For a Lebesgue integrable functionon $f$ defined on $\mathbb{T}=[0,2\pi]$
$\forall k\in\mathbb{Z}\quad\int_\mathbb{T}f(x)e^{-ikx}\frac{dx}{2\pi}=0$
Is this sufficient to conclude that $f(x)\equiv0 $ almost everywhere?
I just begin to learn this part.

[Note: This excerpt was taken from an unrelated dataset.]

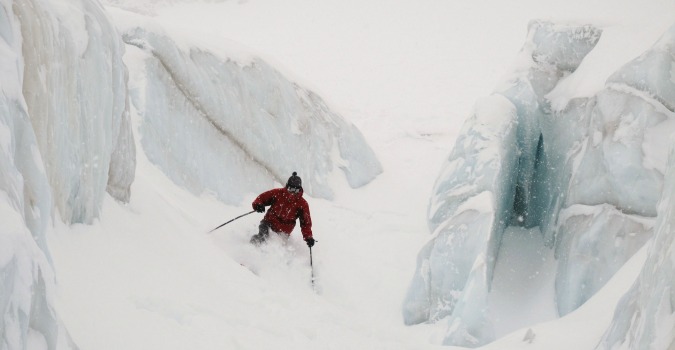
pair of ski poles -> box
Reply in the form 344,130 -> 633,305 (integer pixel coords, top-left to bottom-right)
208,210 -> 314,288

I have no idea about this.
Thanks in advance.
The Fourier series of $\chi_{[a,b]}$ converges to $\chi_{[a,b]}$ in such a way that $$ \int_{\mathbb{T}}\chi_{[a,b]}(x)f(x)=\lim_{N\rightarrow\infty} \int_{\mathbb{T}}\left(\sum_{n=-N}^{N}\int_{\mathbb{T}}\chi_{[a,b]}(t)e^{-int}dt e^{inx}\right)f(x)dx \\ = \lim_{N\rightarrow\infty} \sum_{n=-N}^{N}\int_{\mathbb{T}}\chi_{[a,b]}(t)e^{-int}dt \int_{\mathbb{T}}f(x)e^{inx}dx $$ And the right side is $0$ under the assumption that $\int_{\mathbb{T}}f(x)e^{inx}dx=0$ for all $n\in\mathbb{Z}$. So, for such an $f$, $$ \int_{T}\chi_{[a,b]}(x)f(x)dx = 0, \;\;\; \forall a,b. $$ You can then use the Lebesgue differentiation theorem to conclude that $f=0$ a.e. by differentiating with respect to $a$ or with respect to $b$.